Örneğin ünlü Harvard Üniversitesi'nde rektör, mezunlar derneği tarafından atanır. Doğrusu birçok ülkede de olduğu gibi her üniversitenin kendi misyon,vizyon ve hedefleri kapsamında, liyakat ve yeterlilik esaslı, bir takım kriterleri referans alan, öğretim üyesi, idari personel ve öğrencilerin belirli ağırlıkta temsil edildiği bir kurul tarafından rektörün seçilmesidir.

***

Gelinen noktada,Türkiye’de üniversitelerin yeniden yapılandırılması bir zorunluluktur. Bu çalışma kapsamında rektörlerinin seçilmesi de ayrı bir başlık olacaktır. Özellikle rektörlerin görev ve sorumlulukları ve daha önemlisi de üniversitenin idari ve mali özerkliği, ekonomik sürdürülebilirliği öncelikli bir konudur. İdareci geçmişi ve yeterliliği olmayan rektörlerin rektör atanarak bu konuda tecrübe kazanmasının maliyeti kamu ve üniversite için çok yüksek maliyetlere yol açmaktadır.

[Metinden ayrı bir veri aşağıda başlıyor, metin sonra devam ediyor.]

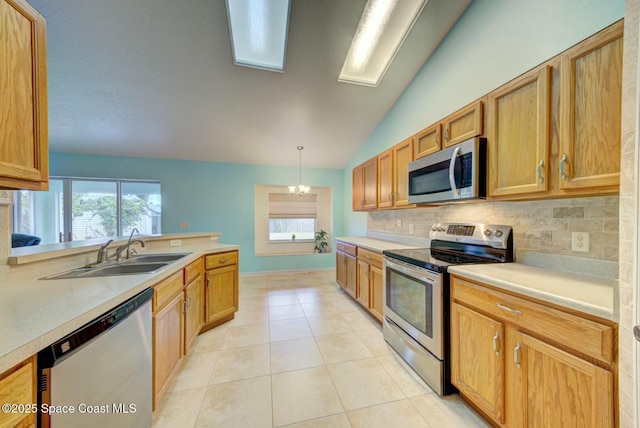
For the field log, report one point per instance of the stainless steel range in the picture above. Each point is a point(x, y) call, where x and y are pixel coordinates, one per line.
point(416, 296)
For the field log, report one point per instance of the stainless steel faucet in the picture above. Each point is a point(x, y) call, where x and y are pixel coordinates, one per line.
point(103, 252)
point(127, 246)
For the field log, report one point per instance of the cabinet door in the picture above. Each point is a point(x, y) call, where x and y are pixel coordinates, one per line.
point(351, 276)
point(590, 111)
point(341, 268)
point(477, 363)
point(168, 345)
point(427, 141)
point(385, 179)
point(402, 155)
point(370, 174)
point(561, 390)
point(222, 294)
point(375, 286)
point(357, 188)
point(464, 124)
point(194, 307)
point(362, 293)
point(518, 132)
point(23, 112)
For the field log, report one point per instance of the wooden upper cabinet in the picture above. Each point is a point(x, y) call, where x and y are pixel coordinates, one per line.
point(402, 156)
point(370, 184)
point(385, 179)
point(518, 132)
point(464, 124)
point(365, 185)
point(427, 141)
point(590, 111)
point(23, 111)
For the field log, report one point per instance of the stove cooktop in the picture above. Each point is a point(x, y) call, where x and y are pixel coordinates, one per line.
point(456, 244)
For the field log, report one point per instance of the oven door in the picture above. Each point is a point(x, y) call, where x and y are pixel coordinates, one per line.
point(413, 301)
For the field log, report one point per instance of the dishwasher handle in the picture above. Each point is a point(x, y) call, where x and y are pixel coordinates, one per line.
point(56, 352)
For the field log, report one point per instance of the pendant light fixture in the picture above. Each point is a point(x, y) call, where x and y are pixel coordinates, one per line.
point(300, 189)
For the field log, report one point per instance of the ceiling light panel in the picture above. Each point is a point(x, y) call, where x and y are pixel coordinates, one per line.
point(382, 28)
point(259, 32)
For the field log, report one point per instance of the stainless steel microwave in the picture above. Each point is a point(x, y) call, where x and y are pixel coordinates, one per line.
point(454, 174)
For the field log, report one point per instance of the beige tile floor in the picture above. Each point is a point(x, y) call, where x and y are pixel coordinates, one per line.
point(301, 353)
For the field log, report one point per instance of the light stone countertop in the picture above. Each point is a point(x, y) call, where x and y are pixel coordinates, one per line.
point(587, 294)
point(582, 293)
point(374, 244)
point(35, 313)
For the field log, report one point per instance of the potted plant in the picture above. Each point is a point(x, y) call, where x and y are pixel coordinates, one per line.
point(322, 246)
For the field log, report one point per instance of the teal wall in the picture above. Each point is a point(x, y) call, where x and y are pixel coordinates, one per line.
point(213, 197)
point(493, 42)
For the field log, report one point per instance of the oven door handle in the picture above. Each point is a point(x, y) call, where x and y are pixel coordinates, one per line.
point(452, 167)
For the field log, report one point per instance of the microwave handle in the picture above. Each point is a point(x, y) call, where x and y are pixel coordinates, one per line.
point(452, 166)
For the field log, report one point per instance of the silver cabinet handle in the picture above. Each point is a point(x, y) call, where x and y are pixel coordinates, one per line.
point(452, 178)
point(504, 308)
point(539, 171)
point(563, 161)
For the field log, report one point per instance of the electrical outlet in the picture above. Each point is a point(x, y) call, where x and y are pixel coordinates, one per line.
point(580, 242)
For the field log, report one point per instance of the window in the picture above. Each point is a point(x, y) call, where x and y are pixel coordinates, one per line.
point(78, 209)
point(292, 217)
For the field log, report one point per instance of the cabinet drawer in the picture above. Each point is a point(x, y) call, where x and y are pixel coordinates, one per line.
point(16, 388)
point(221, 259)
point(371, 257)
point(192, 271)
point(346, 248)
point(564, 329)
point(167, 289)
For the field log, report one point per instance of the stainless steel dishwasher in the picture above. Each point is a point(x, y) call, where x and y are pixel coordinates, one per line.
point(101, 374)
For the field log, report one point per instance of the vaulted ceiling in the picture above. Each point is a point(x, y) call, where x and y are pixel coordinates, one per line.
point(155, 78)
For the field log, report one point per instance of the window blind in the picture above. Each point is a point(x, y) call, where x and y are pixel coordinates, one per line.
point(285, 205)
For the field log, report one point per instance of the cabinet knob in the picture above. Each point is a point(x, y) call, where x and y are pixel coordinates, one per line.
point(539, 171)
point(563, 161)
point(516, 354)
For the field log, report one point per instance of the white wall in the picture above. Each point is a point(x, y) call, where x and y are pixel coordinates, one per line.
point(493, 42)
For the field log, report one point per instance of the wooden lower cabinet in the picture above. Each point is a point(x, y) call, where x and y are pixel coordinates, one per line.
point(346, 268)
point(18, 387)
point(221, 283)
point(168, 345)
point(193, 311)
point(511, 368)
point(369, 281)
point(477, 365)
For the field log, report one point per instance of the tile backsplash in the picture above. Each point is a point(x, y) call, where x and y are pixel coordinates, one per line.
point(538, 226)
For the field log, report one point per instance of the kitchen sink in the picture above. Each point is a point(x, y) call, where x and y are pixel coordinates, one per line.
point(137, 264)
point(153, 258)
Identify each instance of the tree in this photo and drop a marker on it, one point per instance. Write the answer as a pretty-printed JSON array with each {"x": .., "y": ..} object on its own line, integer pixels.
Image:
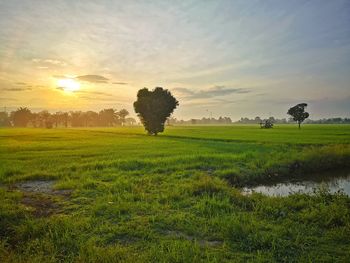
[
  {"x": 154, "y": 107},
  {"x": 21, "y": 117},
  {"x": 108, "y": 117},
  {"x": 122, "y": 115},
  {"x": 298, "y": 113}
]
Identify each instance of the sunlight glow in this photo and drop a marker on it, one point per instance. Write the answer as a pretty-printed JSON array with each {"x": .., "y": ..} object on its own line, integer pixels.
[{"x": 69, "y": 85}]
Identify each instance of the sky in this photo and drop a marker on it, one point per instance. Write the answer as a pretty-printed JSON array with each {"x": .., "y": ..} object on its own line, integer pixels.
[{"x": 218, "y": 58}]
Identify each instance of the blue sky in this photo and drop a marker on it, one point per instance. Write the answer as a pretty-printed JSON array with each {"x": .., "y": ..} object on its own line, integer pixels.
[{"x": 231, "y": 58}]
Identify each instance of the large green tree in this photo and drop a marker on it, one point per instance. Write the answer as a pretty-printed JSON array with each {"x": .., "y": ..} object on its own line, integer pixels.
[
  {"x": 298, "y": 113},
  {"x": 154, "y": 107}
]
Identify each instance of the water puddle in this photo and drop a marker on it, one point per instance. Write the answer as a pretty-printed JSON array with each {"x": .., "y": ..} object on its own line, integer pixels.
[{"x": 334, "y": 181}]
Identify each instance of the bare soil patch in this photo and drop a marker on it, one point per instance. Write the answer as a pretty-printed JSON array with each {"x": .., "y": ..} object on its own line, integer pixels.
[{"x": 41, "y": 187}]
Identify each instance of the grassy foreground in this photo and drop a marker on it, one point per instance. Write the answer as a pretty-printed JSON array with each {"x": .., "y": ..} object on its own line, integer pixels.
[{"x": 171, "y": 198}]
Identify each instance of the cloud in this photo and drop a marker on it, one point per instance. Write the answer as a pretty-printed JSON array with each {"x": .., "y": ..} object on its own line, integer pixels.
[
  {"x": 93, "y": 92},
  {"x": 93, "y": 78},
  {"x": 21, "y": 83},
  {"x": 47, "y": 62},
  {"x": 8, "y": 99},
  {"x": 97, "y": 98},
  {"x": 216, "y": 91},
  {"x": 60, "y": 76},
  {"x": 17, "y": 89}
]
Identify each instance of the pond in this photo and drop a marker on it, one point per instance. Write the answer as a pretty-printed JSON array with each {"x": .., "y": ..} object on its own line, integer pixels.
[{"x": 334, "y": 181}]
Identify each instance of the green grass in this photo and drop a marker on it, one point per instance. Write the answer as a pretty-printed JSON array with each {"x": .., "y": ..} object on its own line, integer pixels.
[{"x": 174, "y": 197}]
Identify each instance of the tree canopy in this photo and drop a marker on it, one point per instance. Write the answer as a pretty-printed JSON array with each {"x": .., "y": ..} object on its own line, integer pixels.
[
  {"x": 298, "y": 113},
  {"x": 154, "y": 107}
]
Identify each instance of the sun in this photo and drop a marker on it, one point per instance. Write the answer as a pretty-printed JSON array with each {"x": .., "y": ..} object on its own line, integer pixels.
[{"x": 69, "y": 85}]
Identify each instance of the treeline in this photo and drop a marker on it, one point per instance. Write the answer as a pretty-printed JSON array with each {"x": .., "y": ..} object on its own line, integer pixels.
[
  {"x": 258, "y": 120},
  {"x": 330, "y": 121},
  {"x": 24, "y": 117},
  {"x": 220, "y": 120}
]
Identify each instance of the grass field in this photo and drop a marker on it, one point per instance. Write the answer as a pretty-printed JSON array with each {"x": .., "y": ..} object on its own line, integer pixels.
[{"x": 171, "y": 198}]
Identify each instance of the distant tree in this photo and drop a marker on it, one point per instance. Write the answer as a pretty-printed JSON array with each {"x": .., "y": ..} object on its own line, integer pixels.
[
  {"x": 298, "y": 113},
  {"x": 91, "y": 118},
  {"x": 45, "y": 119},
  {"x": 108, "y": 117},
  {"x": 76, "y": 118},
  {"x": 154, "y": 107},
  {"x": 122, "y": 115},
  {"x": 21, "y": 117},
  {"x": 130, "y": 121}
]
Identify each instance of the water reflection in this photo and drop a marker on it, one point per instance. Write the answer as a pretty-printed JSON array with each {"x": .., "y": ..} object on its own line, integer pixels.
[{"x": 334, "y": 181}]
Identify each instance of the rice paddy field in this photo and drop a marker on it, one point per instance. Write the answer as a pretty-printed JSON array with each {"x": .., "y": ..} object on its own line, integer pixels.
[{"x": 118, "y": 195}]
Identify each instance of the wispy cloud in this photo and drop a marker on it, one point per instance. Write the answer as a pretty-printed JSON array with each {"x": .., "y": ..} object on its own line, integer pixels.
[
  {"x": 216, "y": 91},
  {"x": 93, "y": 92},
  {"x": 93, "y": 78},
  {"x": 44, "y": 63},
  {"x": 17, "y": 89}
]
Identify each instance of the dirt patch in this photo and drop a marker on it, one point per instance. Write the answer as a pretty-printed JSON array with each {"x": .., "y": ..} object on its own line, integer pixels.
[
  {"x": 40, "y": 198},
  {"x": 40, "y": 187},
  {"x": 201, "y": 242},
  {"x": 40, "y": 205}
]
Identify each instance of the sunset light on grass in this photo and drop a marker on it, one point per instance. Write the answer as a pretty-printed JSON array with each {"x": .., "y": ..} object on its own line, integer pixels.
[{"x": 146, "y": 131}]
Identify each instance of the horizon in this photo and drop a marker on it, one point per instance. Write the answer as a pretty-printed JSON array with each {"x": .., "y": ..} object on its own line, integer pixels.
[{"x": 222, "y": 58}]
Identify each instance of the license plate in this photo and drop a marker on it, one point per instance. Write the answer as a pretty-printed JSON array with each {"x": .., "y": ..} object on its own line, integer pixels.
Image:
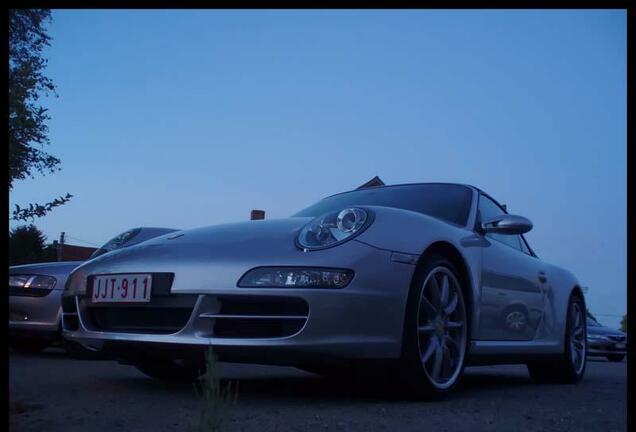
[{"x": 122, "y": 288}]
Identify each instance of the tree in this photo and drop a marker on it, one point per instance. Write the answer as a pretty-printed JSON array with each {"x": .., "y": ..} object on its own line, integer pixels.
[
  {"x": 26, "y": 245},
  {"x": 28, "y": 132}
]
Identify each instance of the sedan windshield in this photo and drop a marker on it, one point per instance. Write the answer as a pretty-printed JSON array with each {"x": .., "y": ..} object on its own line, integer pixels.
[{"x": 449, "y": 202}]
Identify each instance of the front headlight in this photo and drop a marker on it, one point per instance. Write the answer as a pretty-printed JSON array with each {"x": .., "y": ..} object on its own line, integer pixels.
[
  {"x": 334, "y": 228},
  {"x": 34, "y": 282},
  {"x": 295, "y": 277}
]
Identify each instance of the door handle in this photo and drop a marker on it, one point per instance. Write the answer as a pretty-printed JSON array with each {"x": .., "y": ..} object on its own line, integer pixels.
[{"x": 542, "y": 277}]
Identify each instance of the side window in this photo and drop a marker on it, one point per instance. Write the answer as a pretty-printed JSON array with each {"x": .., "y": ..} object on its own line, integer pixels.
[
  {"x": 524, "y": 247},
  {"x": 489, "y": 209}
]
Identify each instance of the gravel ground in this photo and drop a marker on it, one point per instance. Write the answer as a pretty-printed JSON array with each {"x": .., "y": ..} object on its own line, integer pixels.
[{"x": 50, "y": 392}]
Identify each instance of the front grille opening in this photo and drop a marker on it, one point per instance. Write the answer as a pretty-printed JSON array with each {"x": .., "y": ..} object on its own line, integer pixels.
[
  {"x": 68, "y": 305},
  {"x": 164, "y": 314},
  {"x": 262, "y": 305},
  {"x": 160, "y": 320},
  {"x": 70, "y": 322},
  {"x": 257, "y": 328},
  {"x": 250, "y": 317}
]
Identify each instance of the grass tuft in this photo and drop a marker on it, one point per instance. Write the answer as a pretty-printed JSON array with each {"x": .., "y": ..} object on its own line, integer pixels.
[{"x": 217, "y": 399}]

Esasında ülkemizde Vakıf Üniversiteleri için bu uygulamalar yapılabilmektedir. Rektör seçilme kriterini üniversitenin yönetim kurulunca tespit edilmekte, seçilen aday onay için YÖK ve Cumhurbaşkanına gönderilmekte, onlar da atamayı yapmaktadırlar. Koç, Sabancı, Ekonomi gibi saygın üniversiteler liyakatlı rektör seçimleri ile her geçen gün dünya çapında değerli çalışmalara imza atmakta, skaladaki yerlerini küresel kategoride yükseltmektedir.

Umarız, üniversite reformlarını geciktirmeyiz.